Enhancing Active Site Density in Fe-NC Electrocatalysts via 2D Structural Engineering for Efficient Oxygen Reduction

Abstract

Enhancing the active site density of metal-nitrogen-carbon (M-NC) catalysts is critical for improving their oxygen reduction reaction (ORR) performance in proton exchange membrane fuel cells (PEMFCs). In this study, we report a two-dimensional (2D) Fe-NC sheet catalyst designed to maximize active site exposure through structural engineering. Unlike conventional three-dimensional (3D) Fe-NC catalysts, the 2D Fe-NC sheet exhibits a significantly higher surface area and increased Fe-N4 site density, leading to enhanced ORR kinetics.
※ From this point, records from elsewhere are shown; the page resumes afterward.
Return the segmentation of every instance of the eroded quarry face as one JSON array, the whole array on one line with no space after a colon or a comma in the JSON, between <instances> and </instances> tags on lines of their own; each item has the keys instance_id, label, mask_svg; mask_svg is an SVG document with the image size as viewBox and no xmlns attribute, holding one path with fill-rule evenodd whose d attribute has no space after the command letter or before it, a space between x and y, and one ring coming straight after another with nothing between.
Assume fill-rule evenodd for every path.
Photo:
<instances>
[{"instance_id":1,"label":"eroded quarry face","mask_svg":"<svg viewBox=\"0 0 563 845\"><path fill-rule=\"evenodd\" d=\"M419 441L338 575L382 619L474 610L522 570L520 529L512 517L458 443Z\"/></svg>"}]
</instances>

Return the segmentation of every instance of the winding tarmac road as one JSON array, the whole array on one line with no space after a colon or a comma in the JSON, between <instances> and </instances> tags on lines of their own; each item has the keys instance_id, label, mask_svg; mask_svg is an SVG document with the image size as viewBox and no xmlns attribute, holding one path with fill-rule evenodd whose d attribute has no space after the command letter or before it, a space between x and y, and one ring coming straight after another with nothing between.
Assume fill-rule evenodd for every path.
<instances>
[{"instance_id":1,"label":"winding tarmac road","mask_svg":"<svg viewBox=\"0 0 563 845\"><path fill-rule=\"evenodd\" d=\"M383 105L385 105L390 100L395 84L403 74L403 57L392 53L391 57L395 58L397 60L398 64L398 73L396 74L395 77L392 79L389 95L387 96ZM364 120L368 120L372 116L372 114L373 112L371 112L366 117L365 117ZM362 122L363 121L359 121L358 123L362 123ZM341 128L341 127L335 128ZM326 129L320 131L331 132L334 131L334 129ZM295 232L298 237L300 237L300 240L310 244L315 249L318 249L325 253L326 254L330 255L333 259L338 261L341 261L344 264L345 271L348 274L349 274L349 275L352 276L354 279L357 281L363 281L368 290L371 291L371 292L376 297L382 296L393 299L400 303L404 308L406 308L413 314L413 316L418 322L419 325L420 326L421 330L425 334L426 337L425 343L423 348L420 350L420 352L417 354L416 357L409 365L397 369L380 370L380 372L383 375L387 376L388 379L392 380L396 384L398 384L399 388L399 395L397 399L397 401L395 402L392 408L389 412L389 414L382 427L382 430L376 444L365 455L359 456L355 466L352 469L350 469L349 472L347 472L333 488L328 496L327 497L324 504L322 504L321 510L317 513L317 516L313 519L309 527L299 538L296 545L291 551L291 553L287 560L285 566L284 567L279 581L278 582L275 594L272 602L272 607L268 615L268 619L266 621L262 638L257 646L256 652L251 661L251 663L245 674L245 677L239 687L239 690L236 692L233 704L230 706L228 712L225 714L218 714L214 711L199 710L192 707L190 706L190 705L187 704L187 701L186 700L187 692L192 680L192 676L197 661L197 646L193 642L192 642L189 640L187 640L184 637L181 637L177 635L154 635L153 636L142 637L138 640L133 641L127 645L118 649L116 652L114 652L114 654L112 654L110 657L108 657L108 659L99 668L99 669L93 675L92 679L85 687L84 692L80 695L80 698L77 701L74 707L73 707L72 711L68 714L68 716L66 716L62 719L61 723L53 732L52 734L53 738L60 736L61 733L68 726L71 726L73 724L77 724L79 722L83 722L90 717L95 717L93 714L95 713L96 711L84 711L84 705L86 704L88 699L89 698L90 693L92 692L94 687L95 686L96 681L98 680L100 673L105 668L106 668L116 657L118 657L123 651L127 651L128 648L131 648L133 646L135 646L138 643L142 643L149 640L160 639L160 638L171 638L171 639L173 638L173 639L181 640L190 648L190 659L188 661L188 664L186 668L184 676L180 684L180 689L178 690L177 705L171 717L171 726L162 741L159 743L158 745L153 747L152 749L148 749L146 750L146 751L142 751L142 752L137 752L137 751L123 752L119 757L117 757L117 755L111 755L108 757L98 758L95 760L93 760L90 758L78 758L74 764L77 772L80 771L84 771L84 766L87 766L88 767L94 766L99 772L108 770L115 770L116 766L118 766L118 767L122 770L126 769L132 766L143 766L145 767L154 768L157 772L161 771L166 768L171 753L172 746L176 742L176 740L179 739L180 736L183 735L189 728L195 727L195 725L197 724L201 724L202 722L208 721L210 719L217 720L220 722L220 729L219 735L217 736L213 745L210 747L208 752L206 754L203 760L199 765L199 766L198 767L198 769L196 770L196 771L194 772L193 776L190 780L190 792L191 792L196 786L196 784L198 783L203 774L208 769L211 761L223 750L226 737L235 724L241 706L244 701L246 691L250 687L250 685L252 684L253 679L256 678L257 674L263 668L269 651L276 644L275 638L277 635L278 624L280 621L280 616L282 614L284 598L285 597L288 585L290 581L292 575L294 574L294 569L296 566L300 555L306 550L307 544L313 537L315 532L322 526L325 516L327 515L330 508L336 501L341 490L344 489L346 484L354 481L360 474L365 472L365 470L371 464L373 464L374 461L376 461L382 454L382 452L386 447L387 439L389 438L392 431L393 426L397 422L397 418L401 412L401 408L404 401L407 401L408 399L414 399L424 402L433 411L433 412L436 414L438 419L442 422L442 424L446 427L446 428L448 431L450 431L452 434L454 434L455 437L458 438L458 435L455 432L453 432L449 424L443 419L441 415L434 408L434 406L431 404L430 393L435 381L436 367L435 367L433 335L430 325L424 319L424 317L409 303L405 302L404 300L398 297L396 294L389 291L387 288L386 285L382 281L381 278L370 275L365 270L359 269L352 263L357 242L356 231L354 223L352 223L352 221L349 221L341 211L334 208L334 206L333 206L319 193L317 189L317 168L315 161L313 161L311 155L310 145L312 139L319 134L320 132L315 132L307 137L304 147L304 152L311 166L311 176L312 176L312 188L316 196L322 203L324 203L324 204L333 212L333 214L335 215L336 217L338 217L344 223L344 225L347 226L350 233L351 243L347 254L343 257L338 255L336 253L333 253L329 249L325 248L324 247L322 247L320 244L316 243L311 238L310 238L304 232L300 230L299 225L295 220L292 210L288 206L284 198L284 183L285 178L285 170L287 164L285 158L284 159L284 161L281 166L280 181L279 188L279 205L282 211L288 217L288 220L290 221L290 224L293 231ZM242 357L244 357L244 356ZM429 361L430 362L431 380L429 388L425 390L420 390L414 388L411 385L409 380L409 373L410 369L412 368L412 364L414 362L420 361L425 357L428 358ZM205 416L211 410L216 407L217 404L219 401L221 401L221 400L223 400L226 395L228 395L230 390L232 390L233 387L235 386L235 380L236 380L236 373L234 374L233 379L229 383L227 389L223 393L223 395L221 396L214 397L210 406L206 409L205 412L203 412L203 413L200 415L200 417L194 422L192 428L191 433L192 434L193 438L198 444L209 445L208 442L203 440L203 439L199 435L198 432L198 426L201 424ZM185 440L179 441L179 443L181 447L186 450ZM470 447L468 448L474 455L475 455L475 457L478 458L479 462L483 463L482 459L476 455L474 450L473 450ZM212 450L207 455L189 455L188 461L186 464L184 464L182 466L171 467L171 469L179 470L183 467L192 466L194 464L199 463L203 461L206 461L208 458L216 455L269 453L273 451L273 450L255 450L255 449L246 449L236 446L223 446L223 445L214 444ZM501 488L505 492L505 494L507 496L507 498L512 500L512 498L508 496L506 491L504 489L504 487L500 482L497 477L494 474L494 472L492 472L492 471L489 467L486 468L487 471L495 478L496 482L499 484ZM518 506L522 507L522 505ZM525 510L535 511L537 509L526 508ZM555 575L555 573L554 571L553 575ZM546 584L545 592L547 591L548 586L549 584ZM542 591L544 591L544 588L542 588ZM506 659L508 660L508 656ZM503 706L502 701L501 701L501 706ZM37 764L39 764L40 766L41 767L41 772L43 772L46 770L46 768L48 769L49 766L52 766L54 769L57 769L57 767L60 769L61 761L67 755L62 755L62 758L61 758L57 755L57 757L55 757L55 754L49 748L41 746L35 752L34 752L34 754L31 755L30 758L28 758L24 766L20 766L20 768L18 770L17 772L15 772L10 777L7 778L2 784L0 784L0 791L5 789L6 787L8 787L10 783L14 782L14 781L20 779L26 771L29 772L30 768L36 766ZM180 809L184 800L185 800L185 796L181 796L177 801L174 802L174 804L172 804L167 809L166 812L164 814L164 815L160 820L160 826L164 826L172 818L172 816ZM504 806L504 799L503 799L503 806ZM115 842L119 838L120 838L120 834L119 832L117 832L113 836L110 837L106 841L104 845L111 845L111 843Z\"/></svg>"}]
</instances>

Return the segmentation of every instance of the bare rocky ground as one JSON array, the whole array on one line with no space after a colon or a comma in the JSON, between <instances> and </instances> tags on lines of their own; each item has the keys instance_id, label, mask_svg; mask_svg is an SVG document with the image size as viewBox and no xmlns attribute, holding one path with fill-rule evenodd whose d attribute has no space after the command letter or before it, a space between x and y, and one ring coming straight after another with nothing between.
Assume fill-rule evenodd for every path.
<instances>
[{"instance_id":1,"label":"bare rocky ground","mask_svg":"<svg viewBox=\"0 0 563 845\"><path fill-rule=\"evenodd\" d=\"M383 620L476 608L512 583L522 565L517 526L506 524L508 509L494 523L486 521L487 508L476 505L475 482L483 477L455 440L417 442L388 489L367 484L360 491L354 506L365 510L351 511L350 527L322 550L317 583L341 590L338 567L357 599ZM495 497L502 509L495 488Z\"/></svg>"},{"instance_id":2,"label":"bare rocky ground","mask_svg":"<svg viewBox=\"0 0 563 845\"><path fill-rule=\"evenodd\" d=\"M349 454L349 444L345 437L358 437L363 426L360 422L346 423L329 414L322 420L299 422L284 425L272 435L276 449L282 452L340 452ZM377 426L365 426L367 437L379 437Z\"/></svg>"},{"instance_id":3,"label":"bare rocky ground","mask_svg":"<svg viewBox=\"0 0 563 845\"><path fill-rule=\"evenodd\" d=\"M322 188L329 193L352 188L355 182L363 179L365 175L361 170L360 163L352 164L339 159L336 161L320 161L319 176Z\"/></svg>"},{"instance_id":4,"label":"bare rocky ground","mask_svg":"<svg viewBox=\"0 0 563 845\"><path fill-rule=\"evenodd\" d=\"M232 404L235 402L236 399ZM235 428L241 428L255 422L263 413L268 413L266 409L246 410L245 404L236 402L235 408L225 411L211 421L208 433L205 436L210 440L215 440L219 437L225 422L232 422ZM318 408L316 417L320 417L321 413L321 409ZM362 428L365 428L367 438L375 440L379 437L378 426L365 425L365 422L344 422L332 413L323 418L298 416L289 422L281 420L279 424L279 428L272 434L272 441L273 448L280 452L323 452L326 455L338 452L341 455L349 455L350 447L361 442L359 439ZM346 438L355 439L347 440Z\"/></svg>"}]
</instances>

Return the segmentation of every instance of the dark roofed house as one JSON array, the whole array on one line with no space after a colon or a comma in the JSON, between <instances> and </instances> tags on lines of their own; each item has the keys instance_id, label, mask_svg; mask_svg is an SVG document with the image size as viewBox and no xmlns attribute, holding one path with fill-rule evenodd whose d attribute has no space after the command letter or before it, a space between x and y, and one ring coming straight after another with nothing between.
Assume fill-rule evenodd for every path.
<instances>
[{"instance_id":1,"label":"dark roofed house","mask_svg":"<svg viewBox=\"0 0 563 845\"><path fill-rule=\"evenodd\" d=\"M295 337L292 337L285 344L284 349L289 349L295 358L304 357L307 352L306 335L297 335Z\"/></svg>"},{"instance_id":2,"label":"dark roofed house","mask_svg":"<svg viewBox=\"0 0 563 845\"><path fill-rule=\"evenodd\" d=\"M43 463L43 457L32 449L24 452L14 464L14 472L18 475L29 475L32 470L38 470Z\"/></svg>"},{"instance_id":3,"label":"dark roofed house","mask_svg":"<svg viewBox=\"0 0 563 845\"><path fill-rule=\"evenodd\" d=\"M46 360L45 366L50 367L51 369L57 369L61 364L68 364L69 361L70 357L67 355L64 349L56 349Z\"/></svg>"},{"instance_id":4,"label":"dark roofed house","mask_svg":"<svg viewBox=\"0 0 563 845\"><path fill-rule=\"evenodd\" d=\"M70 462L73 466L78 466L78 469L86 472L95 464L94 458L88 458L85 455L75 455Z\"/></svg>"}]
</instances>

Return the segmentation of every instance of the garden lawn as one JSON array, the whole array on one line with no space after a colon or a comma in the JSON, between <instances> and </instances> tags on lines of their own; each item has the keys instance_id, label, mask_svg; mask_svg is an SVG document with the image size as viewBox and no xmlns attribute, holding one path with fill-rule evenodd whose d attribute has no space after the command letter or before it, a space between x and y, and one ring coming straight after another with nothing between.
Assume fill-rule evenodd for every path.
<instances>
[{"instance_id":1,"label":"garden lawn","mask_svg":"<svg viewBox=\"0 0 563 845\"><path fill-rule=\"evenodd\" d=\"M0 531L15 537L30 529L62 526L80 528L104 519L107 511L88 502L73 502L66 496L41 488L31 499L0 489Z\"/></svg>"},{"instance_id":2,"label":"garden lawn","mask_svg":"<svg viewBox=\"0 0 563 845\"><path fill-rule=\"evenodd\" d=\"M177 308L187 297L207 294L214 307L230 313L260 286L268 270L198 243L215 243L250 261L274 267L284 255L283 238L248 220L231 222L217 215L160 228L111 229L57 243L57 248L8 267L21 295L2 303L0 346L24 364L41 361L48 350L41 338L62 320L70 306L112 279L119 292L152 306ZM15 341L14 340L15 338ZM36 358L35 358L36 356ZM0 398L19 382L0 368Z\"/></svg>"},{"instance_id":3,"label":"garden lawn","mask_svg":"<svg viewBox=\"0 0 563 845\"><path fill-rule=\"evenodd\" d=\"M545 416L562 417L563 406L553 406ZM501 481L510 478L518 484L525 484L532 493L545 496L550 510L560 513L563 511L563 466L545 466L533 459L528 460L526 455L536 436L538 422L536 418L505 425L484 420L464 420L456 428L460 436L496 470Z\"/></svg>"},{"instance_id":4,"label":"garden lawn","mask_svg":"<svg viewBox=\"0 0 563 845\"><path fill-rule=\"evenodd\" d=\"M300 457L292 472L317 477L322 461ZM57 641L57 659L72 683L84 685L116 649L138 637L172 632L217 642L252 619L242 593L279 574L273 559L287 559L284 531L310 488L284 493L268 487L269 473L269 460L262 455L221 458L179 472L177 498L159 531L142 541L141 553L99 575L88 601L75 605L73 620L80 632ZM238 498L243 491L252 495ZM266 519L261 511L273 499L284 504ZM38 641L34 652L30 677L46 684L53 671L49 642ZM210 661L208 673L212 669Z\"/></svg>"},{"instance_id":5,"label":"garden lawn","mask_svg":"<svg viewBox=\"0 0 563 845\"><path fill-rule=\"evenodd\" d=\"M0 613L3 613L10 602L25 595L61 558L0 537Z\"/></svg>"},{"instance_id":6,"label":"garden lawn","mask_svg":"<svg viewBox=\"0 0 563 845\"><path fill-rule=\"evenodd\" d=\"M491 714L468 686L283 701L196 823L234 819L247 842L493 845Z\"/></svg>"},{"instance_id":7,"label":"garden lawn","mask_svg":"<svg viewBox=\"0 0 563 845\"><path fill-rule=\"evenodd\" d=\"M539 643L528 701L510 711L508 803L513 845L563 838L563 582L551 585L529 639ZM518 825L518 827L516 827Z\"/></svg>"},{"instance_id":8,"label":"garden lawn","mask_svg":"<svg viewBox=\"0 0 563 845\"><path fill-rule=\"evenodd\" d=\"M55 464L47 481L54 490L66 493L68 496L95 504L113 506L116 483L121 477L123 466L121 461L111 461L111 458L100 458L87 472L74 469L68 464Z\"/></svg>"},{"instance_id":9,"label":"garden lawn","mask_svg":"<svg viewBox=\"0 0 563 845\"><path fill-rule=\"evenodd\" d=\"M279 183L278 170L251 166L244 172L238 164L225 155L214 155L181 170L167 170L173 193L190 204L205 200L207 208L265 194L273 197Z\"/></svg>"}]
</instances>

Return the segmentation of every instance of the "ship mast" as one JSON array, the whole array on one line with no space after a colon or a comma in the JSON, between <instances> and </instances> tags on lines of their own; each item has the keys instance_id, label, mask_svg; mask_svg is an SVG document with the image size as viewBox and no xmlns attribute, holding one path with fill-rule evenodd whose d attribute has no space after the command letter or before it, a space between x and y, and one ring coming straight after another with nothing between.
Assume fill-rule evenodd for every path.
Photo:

The expanded electrochemical interface and improved active site accessibility contribute to superior site utilization and mass transport properties. Electrochemical evaluations confirm that the 2D Fe-NC sheet outperforms its 3D counterpart in ORR activity, demonstrating higher half-wave potential and turnover frequency. Furthermore, PEMFC single-cell tests reveal that the 2D Fe-NC sheet achieves comparable performance to previously reported M-NC catalysts, particularly when combined with 3D structures to mitigate aggregation effects. This study highlights the importance of morphology engineering in optimizing M-NC catalysts for efficient PEMFC applications.